Chinas Nationalitäten (Minderheiten)
- Die Nationalität der Ewenke (鄂温克族 - E Wen Ke Zu)
Nach dem Zensus von 2000 zählte man 30500 Ewenke, die hauptsächlich im Autonomen
Gebiet Innere Mongolei und zum kleinen Teil verstreut in Heilongjiang
und Xinjiang lebten. Das Autonome Ewenke-Banner (Verwaltungseinheit auf
Kreisebene im Autonomen Gebiet Innere Mongolei) ist das größte von dieser
Nationalität bewohnte Gebiet.

Die Angehörigen der Nationalität nennen sich selbst "Ewenke",
was "in großen Gebirgswäldern lebende Menschen" bedeutet.
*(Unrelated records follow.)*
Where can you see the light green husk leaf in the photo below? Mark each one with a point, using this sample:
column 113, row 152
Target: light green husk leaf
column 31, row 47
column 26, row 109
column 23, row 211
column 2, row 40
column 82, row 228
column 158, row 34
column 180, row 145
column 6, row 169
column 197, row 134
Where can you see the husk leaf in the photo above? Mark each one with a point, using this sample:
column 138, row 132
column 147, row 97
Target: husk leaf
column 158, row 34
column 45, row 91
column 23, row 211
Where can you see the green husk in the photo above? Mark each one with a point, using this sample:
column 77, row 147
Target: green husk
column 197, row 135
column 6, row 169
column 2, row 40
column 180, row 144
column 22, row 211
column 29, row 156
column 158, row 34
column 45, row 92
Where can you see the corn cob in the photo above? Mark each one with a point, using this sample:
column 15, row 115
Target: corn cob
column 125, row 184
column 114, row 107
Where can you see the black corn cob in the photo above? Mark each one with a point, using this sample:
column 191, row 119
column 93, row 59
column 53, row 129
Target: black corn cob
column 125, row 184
Infolge vieler Wanderungen in der Vergangenheit haben die Ewenke keinen
geschlossenen Siedlungsraum mehr. Ihr wirtschaftlicher und gesellschaftlicher
Entwicklungsstand ist regional unterschiedlich. In den 50er Jahren des
20. Jahrhunderts betrieben die meisten Ewenke Ackerbau und Viehzucht,
einige lebten auch von der Jagd. Diese lebten bis in die Gegenwart noch
in der Endphase der Urgesellschaft. 1965 wurden die wandernden Jäger
sesshaft. In Aoluguya, im Autonomen Gebiet Innere Mongolei wurde eine
Gemeinde der Ewenke-Nationalität gegründet. Viele Bewohner dieser Gemeinde
gehen weiter der Jagd nach oder züchten Rentiere. Man nennt sie den "letzten jagenden Stamm in China".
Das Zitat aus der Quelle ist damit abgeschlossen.